Radio London reminds you: Go To The Church of Your Choice!
Who wore it better?

Honestly not much to say about KC. They are musicians’ musicians and live up to it every concert. Virtuosity. And, as with every concert: why don’t they offer recordings of it after you’ve left?!? Yesyesyes, copyrightbullshit. Anyway, KC has a recent release (purchased, natch) of live shows from 2014 to 2018. It’s a beautiful boxed CD set that makes me wish I had kept my other beautiful boxed CD sets before the purge.

Tue 24 Sep 2019

The last day. It began with this (and ended, thematically, with impeachment proceedings):

St. Greta versus the Dragon

You can’t avoid news even on vacation. To be non-controversial: Greta Thunberg is a goddamned saint.

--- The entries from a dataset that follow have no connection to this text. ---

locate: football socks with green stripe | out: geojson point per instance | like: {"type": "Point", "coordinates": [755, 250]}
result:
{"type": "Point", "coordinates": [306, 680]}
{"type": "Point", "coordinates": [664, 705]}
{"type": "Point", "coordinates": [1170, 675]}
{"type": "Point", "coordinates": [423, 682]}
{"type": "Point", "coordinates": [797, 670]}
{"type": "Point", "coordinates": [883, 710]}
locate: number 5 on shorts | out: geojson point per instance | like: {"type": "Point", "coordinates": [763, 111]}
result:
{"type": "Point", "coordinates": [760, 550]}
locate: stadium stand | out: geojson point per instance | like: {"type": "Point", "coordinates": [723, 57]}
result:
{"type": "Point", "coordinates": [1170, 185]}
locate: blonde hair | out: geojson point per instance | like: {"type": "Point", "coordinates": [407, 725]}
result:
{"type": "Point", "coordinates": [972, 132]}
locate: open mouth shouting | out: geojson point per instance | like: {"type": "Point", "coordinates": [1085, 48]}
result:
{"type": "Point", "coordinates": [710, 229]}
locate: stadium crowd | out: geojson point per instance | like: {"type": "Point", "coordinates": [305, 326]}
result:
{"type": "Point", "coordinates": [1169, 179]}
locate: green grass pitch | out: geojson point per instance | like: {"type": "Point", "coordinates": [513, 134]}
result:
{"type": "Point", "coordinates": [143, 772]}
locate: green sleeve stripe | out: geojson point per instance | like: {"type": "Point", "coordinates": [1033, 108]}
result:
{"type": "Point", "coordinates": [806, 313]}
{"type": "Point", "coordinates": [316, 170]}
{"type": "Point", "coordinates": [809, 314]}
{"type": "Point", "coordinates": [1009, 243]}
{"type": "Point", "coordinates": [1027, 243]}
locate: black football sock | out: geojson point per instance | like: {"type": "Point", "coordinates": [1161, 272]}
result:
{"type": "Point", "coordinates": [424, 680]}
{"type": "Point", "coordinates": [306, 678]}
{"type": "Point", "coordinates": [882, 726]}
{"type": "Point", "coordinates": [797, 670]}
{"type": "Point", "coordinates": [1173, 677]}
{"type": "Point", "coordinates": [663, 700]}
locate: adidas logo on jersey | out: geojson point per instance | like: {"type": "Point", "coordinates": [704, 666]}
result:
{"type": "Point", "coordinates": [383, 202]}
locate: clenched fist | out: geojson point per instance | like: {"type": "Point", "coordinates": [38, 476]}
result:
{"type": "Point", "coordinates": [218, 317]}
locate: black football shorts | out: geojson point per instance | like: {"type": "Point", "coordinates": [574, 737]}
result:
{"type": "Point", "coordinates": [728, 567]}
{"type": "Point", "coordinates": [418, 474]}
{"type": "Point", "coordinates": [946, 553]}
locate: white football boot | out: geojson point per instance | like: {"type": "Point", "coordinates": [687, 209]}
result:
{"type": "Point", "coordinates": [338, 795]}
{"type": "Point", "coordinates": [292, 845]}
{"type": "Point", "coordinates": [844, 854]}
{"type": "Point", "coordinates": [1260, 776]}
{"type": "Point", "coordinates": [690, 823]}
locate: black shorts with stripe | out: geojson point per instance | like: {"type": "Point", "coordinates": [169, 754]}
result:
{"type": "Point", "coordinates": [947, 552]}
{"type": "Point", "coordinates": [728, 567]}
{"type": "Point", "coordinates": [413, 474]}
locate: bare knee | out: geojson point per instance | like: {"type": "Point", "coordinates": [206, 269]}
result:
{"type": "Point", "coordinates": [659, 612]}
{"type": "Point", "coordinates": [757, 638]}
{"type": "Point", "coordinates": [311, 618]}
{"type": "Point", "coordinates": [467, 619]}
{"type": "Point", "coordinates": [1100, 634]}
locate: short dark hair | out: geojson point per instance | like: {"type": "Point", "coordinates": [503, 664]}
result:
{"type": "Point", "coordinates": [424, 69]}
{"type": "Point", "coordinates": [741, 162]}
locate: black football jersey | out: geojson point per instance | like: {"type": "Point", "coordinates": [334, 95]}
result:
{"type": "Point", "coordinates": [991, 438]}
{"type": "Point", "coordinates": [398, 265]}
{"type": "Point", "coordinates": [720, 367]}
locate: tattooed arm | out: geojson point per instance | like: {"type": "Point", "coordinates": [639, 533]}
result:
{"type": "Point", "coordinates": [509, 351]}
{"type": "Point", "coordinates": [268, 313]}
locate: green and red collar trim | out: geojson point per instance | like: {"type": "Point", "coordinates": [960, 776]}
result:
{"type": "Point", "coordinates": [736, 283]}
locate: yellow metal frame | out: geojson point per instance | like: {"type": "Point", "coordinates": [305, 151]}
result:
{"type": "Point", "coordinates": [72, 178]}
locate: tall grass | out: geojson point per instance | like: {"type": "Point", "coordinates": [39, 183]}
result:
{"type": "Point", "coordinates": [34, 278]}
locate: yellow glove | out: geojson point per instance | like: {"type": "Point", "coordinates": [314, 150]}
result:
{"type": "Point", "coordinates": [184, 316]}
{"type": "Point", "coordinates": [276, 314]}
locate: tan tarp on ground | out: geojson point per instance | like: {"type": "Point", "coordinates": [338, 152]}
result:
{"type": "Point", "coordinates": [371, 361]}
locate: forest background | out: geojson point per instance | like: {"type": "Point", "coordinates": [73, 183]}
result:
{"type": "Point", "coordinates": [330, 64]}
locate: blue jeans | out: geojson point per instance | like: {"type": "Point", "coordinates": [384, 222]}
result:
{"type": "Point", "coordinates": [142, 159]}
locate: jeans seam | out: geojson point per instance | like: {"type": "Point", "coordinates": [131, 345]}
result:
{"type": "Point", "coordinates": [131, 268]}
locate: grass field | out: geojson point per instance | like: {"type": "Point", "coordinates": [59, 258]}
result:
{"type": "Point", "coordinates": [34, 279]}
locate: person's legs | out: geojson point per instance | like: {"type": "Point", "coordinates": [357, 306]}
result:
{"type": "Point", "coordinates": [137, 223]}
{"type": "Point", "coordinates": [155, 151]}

Yet another instance of (young) women doing the shit that needs to be done. There is no picture of her that is not awesome but, most important, there is no instance where she’s not being awesome.

Anyway, to the finale. It consisted of eating and gathering food for later eating. First up was the Reading Terminal Market. The thing about going to farmers’ markets in cities you visit is that 90+% of the experience is envy that you would have such a venue in your own city. I go there, and wish I could purchase: bread, cheese, deli meat, sausage, fresh fruit, fresh vegetables, and then take it home and prepare a great meal. Unfortunately the last day of an out-of-town visit (or the first day) restricts you from enjoying 90+% of the experience. Alas. So as a consolation we ate crazy unhealthy-and-as-you-would-expect-extremely-delicious breakfast at Dutch Eating Place. Third and final sausage breakfast sandwich of the vacation. woo hoo!

Post-food, we went for more food to bring home at Di Bruno Bros. Sausage, cheese.

Home. And (oh, did I mention?) impeachment proceedings.